MA :Leur esprit a changé. Avant la construction du mur, tu avais des enfants comme Ahmed Mousa qui dessinaient des drapeaux palestiniens et israéliens ensemble. Maintenant, quand tu demandes aux enfants de faire un dessin, ils dessinent tous des soldats israéliens qui attaquent leur maison, qui répandent du gaz aveuglant, ou des martyrs enveloppés dans des drapeaux palestiniens. Je me souviens du deuxième garçon qui a été tué ... Yousef Ahmad Amireh. Il n’avait que 17 ans à l’époque.

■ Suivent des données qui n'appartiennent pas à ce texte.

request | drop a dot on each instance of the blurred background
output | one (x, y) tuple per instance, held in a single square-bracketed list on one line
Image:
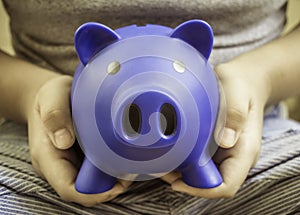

Sa grand-mère l’a appelé et lui a dit qu’il lui manquait beaucoup, alors il a décidé d’aller lui rendre visite ... la maison de sa grand-mère n’est qu’à 200 mètres de la mienne. Mais quand il était devant ma maison, il a vu qu’il y avait des soldats à l’entrée du village qui lançaient des bombes aveuglantes et tiraient avec des armes à feu, et des jeunes garçons qui leur lançaient des pierres. Je lui ai conseillé de longer les maisons par derrière pour aller chez sa grand-mère plutôt que d’utiliser la route principale, mais il m’a dit qu’il avait peur qu’un soldat le voit et lui tire dessus, donc il est resté avec moi à l’entrée de ma maison, et on regardait les heurts entre les soldats et les jeunes dans la rue principale. Quand tout à coup, une jeep armée israélienne a foncé directement jusqu’à nous, un soldat est descendu et a tiré une balle ... je n’avais même pas remarqué que Yousef, droit comme un i à coté de moi, a été touché, mais quand je me suis tourné vers lui, j’ai vu le sang couler sur son visage.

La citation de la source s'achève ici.